# You don't still use a screen saver, do you?



## MA-Caver (Jun 24, 2008)

> *You don't still use a screen saver, do you?*
> (full article) http://green.yahoo.com/blog/forecastearth/49/you-don-t-still-use-a-screen-saver-do-you.html
> By Don Willmott , Forecast Earth Correspondent Posted Wed Jun 11, 2008 6:36pm PDT
> I'm happy that at this stage in my career I often find myself writing articles about energy-efficient ways to use computers, peripherals, gadgets, and consumer electronics. It makes me feel so, you know, virtuous.
> ...


Flying toasters... sheesh I haven't seen those in YEARS! :lol: 
I've also not used screen savers for years. Found them to be especially annoying... particularly when you're trying to read an e-novel and forget to turn it off. 
The only time I use a screen saver is when we have guests and I turn on a slide-show of my caving pictures as it were.


----------



## Bob Hubbard (Jun 24, 2008)

Mine used to be anime girls battling across the screen. Stopped working when I went to XP, and since I take my laptop onsite alot, didn't seem right to keep running.
I've got that 3d pipes thing that comes with XP now.


----------



## jkembry (Jun 24, 2008)

My screen is beyond saving.:BSmeter:

Truthfully, I haven't used one in years.


----------



## mrhnau (Jun 24, 2008)

I normally keep a slide show of family pictures. Fedora offers a few cools ones though, but they get annoying after a while.
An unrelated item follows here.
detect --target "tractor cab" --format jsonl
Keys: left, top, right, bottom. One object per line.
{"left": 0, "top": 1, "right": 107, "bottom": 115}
The standard XP ones get old quickly too


----------



## arnisador (Jun 24, 2008)

I saw that--I don't use one any more. All my monitors just go blank after a few minutes nowadays.


----------



## Dave Leverich (Jun 25, 2008)

I still use one, basically just to have a 'closed book' on the computer when I'm away. Although I have the blank screen in 10 minutes anyway. I find them naustalgic . And yes, I'd get After Dark's flying toasters if they made a new OSX version heh.


----------